I always tell my students that poetry is spoken art!  It is spoken art.  If I assign poems for them to read I encourage my students to read them aloud, lots of times, memorize them even.  I encourage students to “hear” poetry as “sound” first, something musical, a beautiful noise.  Worry about “getting it” later on.  Just enjoy the sound.  I purposely choose so-called difficult poems to help them along.  I’ll read Sunday Morning by Wallace Stevens, or long sections of The Waste Land, or Rimbaud, or James Tate…anything that I’m pretty sure will leave them in no-man’s land.  That is a good thing!  I want them to experience the language as lovely sound.  We can move on to comprehension later.  So I’d say that the merit of reading poetry aloud is very much akin to the merit of listening to music.  It’s beautiful.


Would you like to talk about any upcoming projects?


Sure.  I have a new book coming out, hopefully this month, maybe in April, called Hallelujah Time!  This will be my second book with Big Table in Boston.  This book is based loosely on the songs of Bob Marley, specifically the albums Burnin’ and Exodus.


The project began when I started looking for the biblical quotations that inspired Bob to write so many of the songs.  It was really rewarding to compare Bob’s paraphrase with the actual Bible quote.  For example in Africa Unite, when Bob sings How good and how pleasant it would be before God and man to see the unification of all Rastaman, he is referencing Psalm 133:1 – Behold, how good and how pleasant it is for brethren to dwell together in unity!  Or in I Know, when Bob sings, Like a ship that’s tossed and driven battered by the angry sea, he is paraphrasing James 1:6 – But let him ask in faith, nothing wavering. For he that wavereth is like a wave of the sea driven with the wind and tossed.  There are lots and lots of these kinds of examples.


Once I linked up the Bible quote with the lyric then I began thinking about the “sense” of the quote and the “sense” of Bob’s song.  The “sense” behind these things.  That’s when the idea for the book arose.  Each poem bears the title of the song on those two albums (two of my favorites) Burnin’ and Exodus.  Each poem’s epigraph is the Bible verse that inspired Bob’s song.  And then my poem, hopefully, reflects the spirit or the sense of the song, but through my own experiences.   It has been a very rewarding project, and while I’m a little sad to be finished with it, I’m also excited to see this book published.

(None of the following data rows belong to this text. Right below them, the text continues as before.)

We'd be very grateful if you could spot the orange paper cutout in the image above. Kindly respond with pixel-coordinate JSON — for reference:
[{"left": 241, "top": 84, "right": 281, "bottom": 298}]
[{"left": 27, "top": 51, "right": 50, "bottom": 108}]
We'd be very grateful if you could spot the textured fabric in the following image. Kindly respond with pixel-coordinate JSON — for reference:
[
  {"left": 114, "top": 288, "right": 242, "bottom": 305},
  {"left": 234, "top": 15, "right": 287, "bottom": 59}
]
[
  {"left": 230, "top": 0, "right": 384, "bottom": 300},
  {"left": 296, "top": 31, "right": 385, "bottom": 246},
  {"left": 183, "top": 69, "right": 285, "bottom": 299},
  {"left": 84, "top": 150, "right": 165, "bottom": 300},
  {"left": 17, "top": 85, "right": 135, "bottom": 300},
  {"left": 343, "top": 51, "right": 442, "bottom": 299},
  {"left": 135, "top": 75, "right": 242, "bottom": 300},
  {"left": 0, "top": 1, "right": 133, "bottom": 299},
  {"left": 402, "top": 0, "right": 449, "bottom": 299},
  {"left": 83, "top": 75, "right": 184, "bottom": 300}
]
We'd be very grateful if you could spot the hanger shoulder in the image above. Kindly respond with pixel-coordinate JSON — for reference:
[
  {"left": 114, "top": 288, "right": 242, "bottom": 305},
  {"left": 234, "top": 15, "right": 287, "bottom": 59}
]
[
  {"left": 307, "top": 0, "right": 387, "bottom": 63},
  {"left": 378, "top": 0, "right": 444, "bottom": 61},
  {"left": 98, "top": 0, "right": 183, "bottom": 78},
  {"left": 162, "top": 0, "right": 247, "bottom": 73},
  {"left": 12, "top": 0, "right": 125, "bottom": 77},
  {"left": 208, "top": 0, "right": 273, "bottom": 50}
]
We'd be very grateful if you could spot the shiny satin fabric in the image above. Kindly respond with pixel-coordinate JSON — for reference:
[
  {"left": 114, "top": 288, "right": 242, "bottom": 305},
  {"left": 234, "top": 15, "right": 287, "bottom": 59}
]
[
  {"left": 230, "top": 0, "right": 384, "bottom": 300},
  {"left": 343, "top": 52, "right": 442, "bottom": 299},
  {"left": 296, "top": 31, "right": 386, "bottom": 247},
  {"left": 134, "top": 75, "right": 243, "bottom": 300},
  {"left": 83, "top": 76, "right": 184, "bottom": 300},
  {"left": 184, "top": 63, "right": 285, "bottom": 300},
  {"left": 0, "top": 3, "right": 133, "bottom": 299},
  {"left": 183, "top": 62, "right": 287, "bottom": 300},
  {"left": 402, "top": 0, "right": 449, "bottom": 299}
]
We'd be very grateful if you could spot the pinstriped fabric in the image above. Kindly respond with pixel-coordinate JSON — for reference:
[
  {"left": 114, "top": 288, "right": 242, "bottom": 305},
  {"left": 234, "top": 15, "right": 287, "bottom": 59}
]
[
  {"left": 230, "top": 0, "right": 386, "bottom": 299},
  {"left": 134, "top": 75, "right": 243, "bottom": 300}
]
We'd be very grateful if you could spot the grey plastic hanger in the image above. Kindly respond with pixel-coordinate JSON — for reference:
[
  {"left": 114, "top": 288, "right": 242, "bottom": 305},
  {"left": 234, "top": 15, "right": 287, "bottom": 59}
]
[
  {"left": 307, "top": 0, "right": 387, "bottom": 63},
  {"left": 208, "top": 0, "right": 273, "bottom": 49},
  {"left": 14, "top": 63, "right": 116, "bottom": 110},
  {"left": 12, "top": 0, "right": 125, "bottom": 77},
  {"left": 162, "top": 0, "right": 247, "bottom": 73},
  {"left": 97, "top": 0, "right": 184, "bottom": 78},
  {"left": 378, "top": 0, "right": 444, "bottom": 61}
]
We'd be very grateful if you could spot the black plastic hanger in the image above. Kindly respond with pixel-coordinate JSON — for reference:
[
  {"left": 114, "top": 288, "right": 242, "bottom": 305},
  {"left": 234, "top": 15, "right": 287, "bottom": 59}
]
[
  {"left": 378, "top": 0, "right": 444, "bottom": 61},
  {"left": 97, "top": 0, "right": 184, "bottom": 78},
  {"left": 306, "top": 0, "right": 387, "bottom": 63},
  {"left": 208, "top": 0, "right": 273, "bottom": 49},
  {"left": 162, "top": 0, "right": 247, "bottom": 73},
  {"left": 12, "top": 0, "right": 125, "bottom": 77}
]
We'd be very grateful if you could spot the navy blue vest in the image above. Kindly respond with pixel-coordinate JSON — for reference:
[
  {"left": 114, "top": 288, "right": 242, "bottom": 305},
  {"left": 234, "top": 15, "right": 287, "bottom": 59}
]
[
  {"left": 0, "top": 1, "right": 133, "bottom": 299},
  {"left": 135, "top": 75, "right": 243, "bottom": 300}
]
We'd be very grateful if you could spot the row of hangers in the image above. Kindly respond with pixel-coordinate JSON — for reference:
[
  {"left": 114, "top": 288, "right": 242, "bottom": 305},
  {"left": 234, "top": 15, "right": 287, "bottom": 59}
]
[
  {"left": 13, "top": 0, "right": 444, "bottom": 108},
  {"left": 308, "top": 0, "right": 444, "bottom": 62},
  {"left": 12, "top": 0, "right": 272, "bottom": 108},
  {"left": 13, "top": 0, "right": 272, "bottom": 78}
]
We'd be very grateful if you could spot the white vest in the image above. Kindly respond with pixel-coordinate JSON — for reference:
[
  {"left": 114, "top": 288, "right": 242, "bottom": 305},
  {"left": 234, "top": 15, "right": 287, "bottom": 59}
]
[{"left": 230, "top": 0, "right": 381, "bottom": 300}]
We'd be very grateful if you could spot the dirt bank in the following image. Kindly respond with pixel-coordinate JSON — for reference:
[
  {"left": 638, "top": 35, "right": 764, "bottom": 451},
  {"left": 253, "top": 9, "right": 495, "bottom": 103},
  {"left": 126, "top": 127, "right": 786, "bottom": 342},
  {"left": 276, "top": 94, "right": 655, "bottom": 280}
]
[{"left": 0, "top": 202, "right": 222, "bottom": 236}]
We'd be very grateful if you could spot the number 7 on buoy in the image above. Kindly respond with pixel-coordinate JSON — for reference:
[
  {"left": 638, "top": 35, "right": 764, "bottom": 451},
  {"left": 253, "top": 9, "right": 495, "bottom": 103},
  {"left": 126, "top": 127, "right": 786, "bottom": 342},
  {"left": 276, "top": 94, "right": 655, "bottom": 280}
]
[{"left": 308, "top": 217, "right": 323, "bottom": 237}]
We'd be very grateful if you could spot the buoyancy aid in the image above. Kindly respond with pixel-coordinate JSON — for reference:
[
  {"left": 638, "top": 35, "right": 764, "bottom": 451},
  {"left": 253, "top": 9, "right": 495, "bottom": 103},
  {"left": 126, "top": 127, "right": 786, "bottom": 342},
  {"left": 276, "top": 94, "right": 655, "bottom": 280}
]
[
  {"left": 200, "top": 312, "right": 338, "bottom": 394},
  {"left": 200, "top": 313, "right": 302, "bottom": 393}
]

John L. Stanizzi is the author of Ecstasy Among GhostsSleepwalking, Windows, and Dance Against the Wall and After the Bell. His poems have appeared in The New York Quarterly, Tar River Poetry, Rattle, Freshwater, Passages North, The Spoon River Quarterly, Poet Lore, The Connecticut River Review, and many other publications. Stanizi has read at many venues throughout Connecticut. He has introduced both Connecticut poet laureate Dick Allen and Natasha Trethewey, Pulitzer Prize winner and U.S. Poet Laureate at the Sunken Garden Poetry Festival.